ECLI:NL:CRVB:2021:2104
Centrale Raad van Beroep
- Hoger beroep
- Rechtspraak.nl
Beoordeling van de ontvankelijkheid van bezwaar tegen besluiten over studiefinanciering
In deze zaak heeft de Centrale Raad van Beroep op 18 augustus 2021 uitspraak gedaan in hoger beroep tegen een eerdere uitspraak van de rechtbank Noord-Nederland. De zaak betreft de ontvankelijkheid van het bezwaar van appellante tegen besluiten van de Minister van Onderwijs, Cultuur en Wetenschap over studiefinanciering. De minister had het bezwaar van appellante wegens termijnoverschrijding niet-ontvankelijk verklaard. Appellante had bezwaar gemaakt tegen besluiten van 6 december 2016 en 24 mei 2017, maar diende dit bezwaar pas op 21 december 2018 in, wat na de wettelijke termijn van zes weken was. De rechtbank had het beroep van appellante tegen het bestreden besluit ongegrond verklaard, en de Centrale Raad van Beroep heeft deze uitspraak bevestigd.
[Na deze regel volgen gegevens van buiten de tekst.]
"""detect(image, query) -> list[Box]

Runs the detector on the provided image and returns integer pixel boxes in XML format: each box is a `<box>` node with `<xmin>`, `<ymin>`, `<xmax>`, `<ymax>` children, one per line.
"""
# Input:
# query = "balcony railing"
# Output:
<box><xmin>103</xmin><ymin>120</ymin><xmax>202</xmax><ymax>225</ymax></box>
De Raad oordeelde dat de termijnoverschrijding niet verschoonbaar was, ondanks de medische situatie van appellante en de impact van haar operaties. De Raad stelde vast dat appellante voldoende tijd had om tijdig bezwaar te maken en dat de Berichten studiefinanciering duidelijk op rechtsgevolg waren gericht. De Raad concludeerde dat de aangevallen uitspraak van de rechtbank terecht was en dat er geen aanleiding was voor een veroordeling in de proceskosten. De uitspraak werd gedaan door D.S. de Vries, met H. Spaargaren als griffier, en werd openbaar uitgesproken op 18 augustus 2021.